The spat over the possession of three islands in the East China Sea has been the catalyst for a rekindling of the burning animosity between China and Japan, which has its roots in Tokyo’s refusal to admit its atrocities during the Second World War.
That has spawned anti-Japanese demonstrations, which some believe might have been orchestrated by the authorities in Beijing. That has spread to other arenas, with sources telling EuromoneyFXNews that Chinese state businesses have halted doing business with Japanese banks.
Escalation would likely lead to further strength in the yen, an event that would cause consternation at the Bank of Japan (BoJ), which has only just implemented a further round of quantitative easing aimed in part at reining in the strength of its currency.
On the face of it, that might seem surprising, given the trade links between the two countries – China is a leading market for Japanese exports, while Japan is one of the biggest investors in China and its tech industry relies on imports of Chinese rare earths.

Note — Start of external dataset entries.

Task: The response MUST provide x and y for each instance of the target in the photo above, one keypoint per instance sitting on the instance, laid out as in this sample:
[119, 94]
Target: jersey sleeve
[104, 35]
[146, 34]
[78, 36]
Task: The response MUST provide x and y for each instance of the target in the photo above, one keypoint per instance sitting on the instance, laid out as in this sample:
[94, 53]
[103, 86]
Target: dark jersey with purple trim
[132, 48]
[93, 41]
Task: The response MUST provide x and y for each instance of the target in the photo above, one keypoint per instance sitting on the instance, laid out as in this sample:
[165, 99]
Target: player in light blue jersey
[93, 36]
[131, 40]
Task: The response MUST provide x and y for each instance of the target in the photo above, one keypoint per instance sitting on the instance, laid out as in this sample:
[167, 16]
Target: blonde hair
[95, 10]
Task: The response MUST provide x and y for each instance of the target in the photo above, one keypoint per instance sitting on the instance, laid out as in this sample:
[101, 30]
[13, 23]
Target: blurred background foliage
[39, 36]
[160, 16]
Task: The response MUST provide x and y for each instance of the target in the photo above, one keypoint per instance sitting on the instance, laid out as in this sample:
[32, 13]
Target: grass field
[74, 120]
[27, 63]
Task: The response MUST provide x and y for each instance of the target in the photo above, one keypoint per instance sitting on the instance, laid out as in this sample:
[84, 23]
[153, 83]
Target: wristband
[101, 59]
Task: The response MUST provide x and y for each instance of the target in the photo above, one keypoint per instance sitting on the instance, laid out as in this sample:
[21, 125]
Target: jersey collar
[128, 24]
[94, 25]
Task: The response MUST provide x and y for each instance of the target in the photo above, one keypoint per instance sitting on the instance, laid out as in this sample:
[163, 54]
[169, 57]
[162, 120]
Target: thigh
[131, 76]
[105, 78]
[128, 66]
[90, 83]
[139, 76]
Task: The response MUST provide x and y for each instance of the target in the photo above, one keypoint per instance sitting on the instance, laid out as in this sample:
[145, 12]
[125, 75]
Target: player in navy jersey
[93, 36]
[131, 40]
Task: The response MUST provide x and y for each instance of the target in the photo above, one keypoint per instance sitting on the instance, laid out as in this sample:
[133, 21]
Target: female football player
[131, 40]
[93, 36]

Japan-China total merchandise trade
However, the yen’s strength would be a result of the fact that Japan is the world’s biggest net lender.
“What we forget is that any losses domestically are always mitigated by a transfer of funds from abroad,” says Neil Mellor, strategist at Bank of New York Mellon.
“It could be that any crisis, and it’s almost a perverse thing to say, could precipitate yen strength because capital is brought home. People underestimate that.”
Steven Saywell, head of FX strategy at BNP Paribas, concurs that an escalation of tensions would drive the yen higher, sparking haven demand for the currency.
“The yen tends to weaken when Japanese investors recycle their surplus and invest abroad, when there is strong confidence in the domestic economy,” he says. “Clearly, this is a situation where the Japanese will be keeping their money at home.”
Saywell believes, in any case, that USDJPY is on a weakening trend despite this week’s BoJ easing, given that US yields are set to remain low. He says the dollar is set to suffer more than the yen from easing by their respective central banks because the Federal Reserve has a bigger arsenal at its command and is more committed to using it.
He is not alone in holding a bullish yen view, but investors have been nervous about opening substantial short USDJPY positions on fears it might trigger intervention from Japan’s ministry of finance (MoF) to weaken its currency.
That prospect would become remote, however, if tensions between China and Japan escalated and Tokyo had to call for military assistance from the free-market-loving US, the biggest critic of MoF currency intervention.
“In that environment, the last thing the Japanese would want to do is poke fun at the Americans and intervening in USDJPY would not be a sensible thing to do,” says Saywell.
It is to be hoped things do not get that far and a solution to the dispute can be found. However, if one is not, then expect the yen to surge higher.